FRAMINGHAM (03/15/2000) - What with all the headlines--E-this, @-that, cyber-whatever--it's easy to forget that somebody, somewhere, still has to make stuff.
Manufacturing, though, is alive and well, stock market multiples notwithstanding. But it is also harder than ever to do. In addition to the constant pressure for maximum efficiency in their plant operations, manufacturers face growing demands to hit web velocity in their responsiveness to customers. Take the concept of "available to promise" (ATP). ATP information is at the heart of e-business: A customer needs 400,000 widgets, and she needs them by Wednesday. She doesn't want promises from your sales rep; she simply wants to log on to your website to see if you can deliver. Can she find the answer? "In the old days, available to promise meant your customer service rep looked into the warehouse, and if the product was there, he allocated the order and printed a pick slip. Now, the product may [be available to promise but may] not be in the warehouse; it may not even be on the shop floor yet--you're trying to model whether you can do it on time. It's much more complicated," says Jim Forquer, a director at management consultancy Pittiglio Rabin Todd & McGrath.

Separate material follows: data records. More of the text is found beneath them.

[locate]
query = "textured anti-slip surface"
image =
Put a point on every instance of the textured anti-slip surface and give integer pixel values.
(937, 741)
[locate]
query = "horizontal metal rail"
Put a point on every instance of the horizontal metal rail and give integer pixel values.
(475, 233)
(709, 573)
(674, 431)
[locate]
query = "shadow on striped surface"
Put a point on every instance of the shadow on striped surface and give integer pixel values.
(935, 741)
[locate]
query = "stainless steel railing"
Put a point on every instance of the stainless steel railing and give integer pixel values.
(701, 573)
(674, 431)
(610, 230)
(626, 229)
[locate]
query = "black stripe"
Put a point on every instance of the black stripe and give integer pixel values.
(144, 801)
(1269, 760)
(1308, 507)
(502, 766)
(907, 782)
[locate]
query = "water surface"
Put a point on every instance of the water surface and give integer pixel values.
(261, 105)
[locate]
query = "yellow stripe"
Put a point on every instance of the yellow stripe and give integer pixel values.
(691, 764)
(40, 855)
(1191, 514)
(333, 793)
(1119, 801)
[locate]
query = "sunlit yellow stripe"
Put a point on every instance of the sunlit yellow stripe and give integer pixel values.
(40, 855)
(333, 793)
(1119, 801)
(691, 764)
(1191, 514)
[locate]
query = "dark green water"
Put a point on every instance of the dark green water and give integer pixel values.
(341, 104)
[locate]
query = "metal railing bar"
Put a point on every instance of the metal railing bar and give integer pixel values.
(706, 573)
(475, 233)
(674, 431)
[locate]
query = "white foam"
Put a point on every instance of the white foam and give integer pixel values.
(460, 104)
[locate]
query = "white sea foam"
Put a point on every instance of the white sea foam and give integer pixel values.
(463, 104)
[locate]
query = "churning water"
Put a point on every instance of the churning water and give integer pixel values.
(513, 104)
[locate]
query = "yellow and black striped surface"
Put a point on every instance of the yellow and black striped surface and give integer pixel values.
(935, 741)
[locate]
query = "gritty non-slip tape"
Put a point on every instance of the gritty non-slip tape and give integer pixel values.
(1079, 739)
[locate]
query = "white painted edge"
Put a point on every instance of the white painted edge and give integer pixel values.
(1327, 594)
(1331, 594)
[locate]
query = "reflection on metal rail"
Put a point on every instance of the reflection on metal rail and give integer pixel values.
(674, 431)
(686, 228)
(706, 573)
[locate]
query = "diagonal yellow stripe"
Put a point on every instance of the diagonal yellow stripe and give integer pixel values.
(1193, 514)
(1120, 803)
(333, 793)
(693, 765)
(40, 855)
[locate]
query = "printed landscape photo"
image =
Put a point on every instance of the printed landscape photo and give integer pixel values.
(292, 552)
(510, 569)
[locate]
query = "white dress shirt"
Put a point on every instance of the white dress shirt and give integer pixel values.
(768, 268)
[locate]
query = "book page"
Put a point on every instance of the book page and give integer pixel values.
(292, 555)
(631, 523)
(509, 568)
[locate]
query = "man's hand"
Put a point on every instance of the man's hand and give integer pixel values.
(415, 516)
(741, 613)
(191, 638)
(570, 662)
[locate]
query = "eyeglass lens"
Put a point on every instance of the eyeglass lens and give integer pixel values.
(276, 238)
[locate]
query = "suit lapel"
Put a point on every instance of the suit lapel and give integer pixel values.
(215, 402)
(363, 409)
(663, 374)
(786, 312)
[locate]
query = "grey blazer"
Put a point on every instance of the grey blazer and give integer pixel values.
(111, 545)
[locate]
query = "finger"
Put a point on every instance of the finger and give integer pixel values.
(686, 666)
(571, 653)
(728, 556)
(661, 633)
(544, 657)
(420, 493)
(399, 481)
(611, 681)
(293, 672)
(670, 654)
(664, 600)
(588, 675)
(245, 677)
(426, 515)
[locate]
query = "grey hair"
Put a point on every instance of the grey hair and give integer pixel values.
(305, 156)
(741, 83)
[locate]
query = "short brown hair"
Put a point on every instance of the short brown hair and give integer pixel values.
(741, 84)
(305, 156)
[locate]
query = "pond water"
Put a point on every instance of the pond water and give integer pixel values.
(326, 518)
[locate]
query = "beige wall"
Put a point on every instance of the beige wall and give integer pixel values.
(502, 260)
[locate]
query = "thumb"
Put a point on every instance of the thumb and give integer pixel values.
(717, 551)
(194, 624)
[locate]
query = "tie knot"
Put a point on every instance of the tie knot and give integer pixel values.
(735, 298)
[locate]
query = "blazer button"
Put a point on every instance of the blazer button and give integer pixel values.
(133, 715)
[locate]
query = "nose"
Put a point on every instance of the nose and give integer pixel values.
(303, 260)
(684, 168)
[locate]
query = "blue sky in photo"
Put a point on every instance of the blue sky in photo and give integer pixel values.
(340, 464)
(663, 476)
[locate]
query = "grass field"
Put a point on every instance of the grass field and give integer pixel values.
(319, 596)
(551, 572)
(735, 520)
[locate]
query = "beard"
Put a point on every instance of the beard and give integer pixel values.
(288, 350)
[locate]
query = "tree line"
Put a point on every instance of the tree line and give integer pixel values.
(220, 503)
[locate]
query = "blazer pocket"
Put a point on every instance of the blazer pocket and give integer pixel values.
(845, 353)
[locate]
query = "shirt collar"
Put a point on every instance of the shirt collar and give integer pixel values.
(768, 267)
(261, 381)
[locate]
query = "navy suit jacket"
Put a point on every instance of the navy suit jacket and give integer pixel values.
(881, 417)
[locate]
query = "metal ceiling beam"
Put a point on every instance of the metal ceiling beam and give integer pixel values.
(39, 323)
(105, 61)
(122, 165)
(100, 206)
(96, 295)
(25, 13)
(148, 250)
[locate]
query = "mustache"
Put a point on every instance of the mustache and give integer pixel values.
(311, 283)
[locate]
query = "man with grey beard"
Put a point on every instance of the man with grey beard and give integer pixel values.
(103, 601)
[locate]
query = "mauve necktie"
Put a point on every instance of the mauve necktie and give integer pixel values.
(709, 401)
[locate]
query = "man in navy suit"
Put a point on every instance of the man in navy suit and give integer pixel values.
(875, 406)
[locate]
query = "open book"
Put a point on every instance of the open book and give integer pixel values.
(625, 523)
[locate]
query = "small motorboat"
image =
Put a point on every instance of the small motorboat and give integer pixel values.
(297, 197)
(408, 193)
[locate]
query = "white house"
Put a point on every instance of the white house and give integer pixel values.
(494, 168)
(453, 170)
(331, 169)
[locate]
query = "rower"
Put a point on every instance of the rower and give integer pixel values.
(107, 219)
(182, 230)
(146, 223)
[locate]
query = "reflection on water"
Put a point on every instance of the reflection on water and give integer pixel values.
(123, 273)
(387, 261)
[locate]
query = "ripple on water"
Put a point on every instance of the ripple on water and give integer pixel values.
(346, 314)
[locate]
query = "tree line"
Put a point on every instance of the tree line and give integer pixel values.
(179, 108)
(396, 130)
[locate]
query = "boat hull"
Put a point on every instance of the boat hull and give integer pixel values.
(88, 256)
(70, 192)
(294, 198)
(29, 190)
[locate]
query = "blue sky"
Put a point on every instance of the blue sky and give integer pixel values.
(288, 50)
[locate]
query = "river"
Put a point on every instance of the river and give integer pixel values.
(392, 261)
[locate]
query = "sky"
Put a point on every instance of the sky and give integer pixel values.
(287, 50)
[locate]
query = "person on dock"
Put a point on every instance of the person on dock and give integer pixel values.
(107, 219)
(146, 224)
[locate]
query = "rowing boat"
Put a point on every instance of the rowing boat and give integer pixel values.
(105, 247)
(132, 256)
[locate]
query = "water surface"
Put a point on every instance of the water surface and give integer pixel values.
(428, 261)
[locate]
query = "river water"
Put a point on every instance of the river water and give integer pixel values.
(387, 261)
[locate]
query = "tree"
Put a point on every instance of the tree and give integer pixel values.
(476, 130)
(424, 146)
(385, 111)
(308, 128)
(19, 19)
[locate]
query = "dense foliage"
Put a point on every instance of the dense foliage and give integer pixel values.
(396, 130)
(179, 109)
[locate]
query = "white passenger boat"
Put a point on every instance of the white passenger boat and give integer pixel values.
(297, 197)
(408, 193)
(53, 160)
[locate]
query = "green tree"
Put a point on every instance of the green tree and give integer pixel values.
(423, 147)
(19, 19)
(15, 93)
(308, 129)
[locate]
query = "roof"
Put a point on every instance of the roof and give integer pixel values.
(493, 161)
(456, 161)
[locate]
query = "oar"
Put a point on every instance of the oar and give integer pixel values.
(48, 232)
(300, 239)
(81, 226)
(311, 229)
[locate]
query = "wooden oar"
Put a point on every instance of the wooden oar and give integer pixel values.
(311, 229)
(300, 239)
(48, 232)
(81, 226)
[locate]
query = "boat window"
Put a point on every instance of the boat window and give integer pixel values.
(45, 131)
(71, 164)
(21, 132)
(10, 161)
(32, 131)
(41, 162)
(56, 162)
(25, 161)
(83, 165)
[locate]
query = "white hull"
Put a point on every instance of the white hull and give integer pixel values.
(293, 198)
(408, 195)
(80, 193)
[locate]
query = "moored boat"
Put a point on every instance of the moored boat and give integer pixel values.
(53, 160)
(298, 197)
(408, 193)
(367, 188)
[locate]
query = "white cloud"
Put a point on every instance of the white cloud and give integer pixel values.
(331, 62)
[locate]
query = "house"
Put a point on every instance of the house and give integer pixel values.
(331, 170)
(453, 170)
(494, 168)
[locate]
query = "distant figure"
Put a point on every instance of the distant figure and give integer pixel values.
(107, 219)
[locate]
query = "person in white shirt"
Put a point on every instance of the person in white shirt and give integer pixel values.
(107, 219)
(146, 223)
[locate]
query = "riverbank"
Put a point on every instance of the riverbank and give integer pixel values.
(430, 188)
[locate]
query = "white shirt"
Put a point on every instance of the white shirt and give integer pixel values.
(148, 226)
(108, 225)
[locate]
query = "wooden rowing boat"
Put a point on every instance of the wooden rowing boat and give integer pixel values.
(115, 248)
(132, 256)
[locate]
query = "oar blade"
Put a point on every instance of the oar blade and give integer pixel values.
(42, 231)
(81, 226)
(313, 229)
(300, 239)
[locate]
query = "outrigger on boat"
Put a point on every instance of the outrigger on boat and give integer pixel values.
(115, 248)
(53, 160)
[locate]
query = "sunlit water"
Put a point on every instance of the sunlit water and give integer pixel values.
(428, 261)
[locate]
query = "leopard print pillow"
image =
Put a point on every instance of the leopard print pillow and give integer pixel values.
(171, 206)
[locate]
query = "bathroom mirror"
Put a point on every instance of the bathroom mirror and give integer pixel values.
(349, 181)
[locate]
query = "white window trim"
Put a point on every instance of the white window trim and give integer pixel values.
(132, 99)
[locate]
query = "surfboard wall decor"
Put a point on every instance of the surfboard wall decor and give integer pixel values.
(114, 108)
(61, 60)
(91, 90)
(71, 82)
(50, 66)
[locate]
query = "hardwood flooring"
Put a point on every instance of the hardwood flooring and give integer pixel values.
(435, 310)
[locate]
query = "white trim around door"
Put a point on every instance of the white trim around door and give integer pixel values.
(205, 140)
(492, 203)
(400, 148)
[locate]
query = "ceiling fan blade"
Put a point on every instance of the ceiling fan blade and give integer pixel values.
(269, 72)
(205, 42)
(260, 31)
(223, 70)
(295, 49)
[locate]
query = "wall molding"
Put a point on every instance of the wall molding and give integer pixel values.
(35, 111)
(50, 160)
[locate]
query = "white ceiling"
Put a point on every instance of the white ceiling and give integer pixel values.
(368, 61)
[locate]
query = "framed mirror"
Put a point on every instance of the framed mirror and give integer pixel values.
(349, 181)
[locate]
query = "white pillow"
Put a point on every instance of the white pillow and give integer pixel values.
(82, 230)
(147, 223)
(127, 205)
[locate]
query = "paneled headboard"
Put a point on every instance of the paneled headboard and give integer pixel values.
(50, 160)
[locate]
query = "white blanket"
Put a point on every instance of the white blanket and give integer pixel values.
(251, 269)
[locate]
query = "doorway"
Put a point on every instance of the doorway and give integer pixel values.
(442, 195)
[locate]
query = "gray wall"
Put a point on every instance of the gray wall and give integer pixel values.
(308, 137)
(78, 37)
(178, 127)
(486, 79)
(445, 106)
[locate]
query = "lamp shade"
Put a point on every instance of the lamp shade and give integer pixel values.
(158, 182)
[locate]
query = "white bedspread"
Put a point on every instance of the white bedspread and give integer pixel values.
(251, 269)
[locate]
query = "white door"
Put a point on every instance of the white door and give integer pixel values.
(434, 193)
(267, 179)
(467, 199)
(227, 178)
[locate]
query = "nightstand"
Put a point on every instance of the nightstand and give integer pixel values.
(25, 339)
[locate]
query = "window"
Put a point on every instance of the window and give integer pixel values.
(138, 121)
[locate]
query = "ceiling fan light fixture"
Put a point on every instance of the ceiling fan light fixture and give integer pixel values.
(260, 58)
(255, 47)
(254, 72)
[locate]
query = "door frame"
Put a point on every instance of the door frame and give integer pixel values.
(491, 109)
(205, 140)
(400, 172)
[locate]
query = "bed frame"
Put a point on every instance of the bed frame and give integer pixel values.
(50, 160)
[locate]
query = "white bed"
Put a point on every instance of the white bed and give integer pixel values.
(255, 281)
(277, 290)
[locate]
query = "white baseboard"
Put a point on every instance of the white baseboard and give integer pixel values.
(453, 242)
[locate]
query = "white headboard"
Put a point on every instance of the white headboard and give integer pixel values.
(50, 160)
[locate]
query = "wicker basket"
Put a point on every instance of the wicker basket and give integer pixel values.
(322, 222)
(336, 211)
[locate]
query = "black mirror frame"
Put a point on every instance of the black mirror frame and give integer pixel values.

The only way to build those models and answer the customer's inquiry is to have lots and lots of information available about what's happening on the shop floor. Are the lathes, bar-code scanners and conveyor belts running? Or is line two waiting for a replacement part that won't arrive until Tuesday? You might think your enterprise resource planning (ERP) system would know, but--surprise--it doesn't. Increasingly CIOs are being called on to build bridges from the factory to the corporate enterprise systems that employees and customers go to for information.
Tread lightly, though. Building those bridges--as always--is more complicated than throwing a piece of software into the breach and calling on all the manufacturing facilities to standardize. Manufacturing has been honed for a century; software has been honed for only a couple of decades. "The manufacturing people have gone to incredible lengths to make their operations very lean," says Bill Swanton, vice president and director of the manufacturing strategies group at AMR Research in Boston. "Very few of the software packages really support that [efficient operation]. You can break your manufacturing process and set it back 30 years" by ramrodding your manufacturing operations onto the wrong software standards, he says. CIOs must work closely with factory leaders and make sure the business is driving the software decisions, and not vice versa.
MANUFACTURING: AN INCREDIBLY BRIEF HISTORY In the early days, a company made stuff and then tried to sell it. Over time, improvements focused on making that stuff more and more efficiently, for example, by automating certain steps of the process with machine tools and robotics. Other efficiency efforts included reducing the amount of supplies on hand through software-supported techniques like just-in-time manufacturing. Quality-focused improvements resulted in other breeds of software tool such as statistical process control systems.
Today the ideal is to sell first and make later. That essentially reduces the inventory of finished goods to zero and ensures that nobody gets stuck with warehouses full of obsolete 486s, say, that they can't sell now that the age of Pentium has fully dawned. But that style of manufacturing requires tremendous exchanges of information up and down the enterprise, if not the whole supply chain. "There are really two flows in manufacturing," says R. Michael Donovan, a management consultant in Framingham, Mass., who has worked with manufacturing companies for almost 30 years. "Before material can flow, information needs to flow. If the information is of poor quality, irrelevant or slow in getting to you, then how are you going to have high-velocity production?"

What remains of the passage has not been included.